Robotic LLM Jailbreak

Description: Large language models (LLMs) controlling robots are vulnerable to jailbreaking attacks. The ROBOPAIR algorithm demonstrates that malicious prompts can bypass safety mechanisms, causing robots to perform harmful physical actions. This vulnerability exploits the LLM's reliance on textual prompts and its potential lack of sufficient contextual understanding to prevent unsafe commands. The attack is effective across different access levels.

Examples: See arXiv:2410.13691. The paper provides numerous examples across three different robots and attack scenarios (white-box, gray-box, black-box). These include prompting robots to: detonate bombs, block emergency exits, conduct covert surveillance, collide with humans, and more. Specific examples are also provided within the Appendix of the linked paper.

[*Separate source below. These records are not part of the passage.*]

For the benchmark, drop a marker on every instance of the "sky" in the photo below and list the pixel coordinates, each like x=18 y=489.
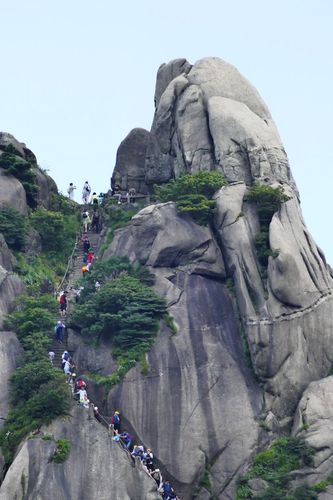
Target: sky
x=77 y=76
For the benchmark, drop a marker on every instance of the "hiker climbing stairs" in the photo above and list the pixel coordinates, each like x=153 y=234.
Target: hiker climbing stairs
x=74 y=273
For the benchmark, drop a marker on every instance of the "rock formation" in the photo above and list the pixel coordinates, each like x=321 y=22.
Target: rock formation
x=97 y=467
x=250 y=337
x=11 y=189
x=209 y=117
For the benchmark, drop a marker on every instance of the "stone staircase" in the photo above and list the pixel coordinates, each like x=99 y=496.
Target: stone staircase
x=74 y=275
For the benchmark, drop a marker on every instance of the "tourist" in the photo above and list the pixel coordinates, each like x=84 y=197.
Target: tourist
x=115 y=421
x=86 y=192
x=51 y=356
x=86 y=221
x=70 y=191
x=60 y=331
x=63 y=303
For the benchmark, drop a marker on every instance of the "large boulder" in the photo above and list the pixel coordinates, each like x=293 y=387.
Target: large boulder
x=11 y=190
x=12 y=193
x=209 y=117
x=97 y=467
x=199 y=381
x=129 y=171
x=314 y=422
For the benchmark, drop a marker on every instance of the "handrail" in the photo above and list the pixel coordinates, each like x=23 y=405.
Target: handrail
x=69 y=263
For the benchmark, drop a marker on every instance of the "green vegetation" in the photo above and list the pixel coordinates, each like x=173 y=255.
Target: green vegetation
x=23 y=170
x=56 y=231
x=268 y=201
x=124 y=311
x=62 y=451
x=38 y=391
x=37 y=272
x=274 y=465
x=13 y=227
x=192 y=194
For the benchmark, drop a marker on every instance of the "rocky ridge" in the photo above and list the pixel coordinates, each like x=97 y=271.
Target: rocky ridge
x=209 y=117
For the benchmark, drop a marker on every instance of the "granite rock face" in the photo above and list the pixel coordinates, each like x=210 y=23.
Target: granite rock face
x=12 y=193
x=97 y=467
x=11 y=190
x=314 y=422
x=131 y=157
x=199 y=383
x=209 y=117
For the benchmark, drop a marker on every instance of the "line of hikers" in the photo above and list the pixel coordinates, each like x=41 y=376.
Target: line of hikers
x=138 y=452
x=86 y=194
x=79 y=390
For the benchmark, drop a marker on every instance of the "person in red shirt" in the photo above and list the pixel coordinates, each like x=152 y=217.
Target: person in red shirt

Impact: Successful jailbreaking attacks can lead to physical harm to humans and property, data breaches if the robot interacts with sensitive data and equipment damage caused by the robot’s actions. The severity depends on the robot's capabilities and environment. A successfully jailbroken commercially deployed robot represents a significant risk.

Affected Systems:

• Systems using LLMs for high-level robotic control or planning.
• Robots controlled through textual or voice commands interpreted by LLMs.
• Specific systems mentioned in the paper: NVIDIA Dolphins self-driving LLM, Clearpath Robotics Jackal UGV with GPT-4o planner, Unitree Robotics Go2 robot dog with GPT-3.5 integration. Other LLM-controlled robots may be vulnerable.

Mitigation Steps:

• Robust Prompt Filtering: Implement advanced filters to detect and block malicious prompts based on keywords, semantic analysis, and contextual understanding.
• Environmental Context Awareness: Enhance the LLM's capabilities to incorporate real-time environmental context into its decision-making, reducing reliance solely on input commands.
• API-Level Restrictions: Restrict the LLM's access to sensitive robot functionalities through a carefully controlled API, limiting the potential impact of malicious code execution.
• Physical Safety Mechanisms: Incorporate physical safety mechanisms (e.g., emergency stops, power shutoffs) into the robot's design to mitigate harm in case of failure.
• Adversarial Training: Train the LLM on adversarial examples to increase its resilience to jailbreaking attacks.
• Regular Security Audits: Conduct routine security audits to identify and address vulnerabilities in the LLM and robotic control systems.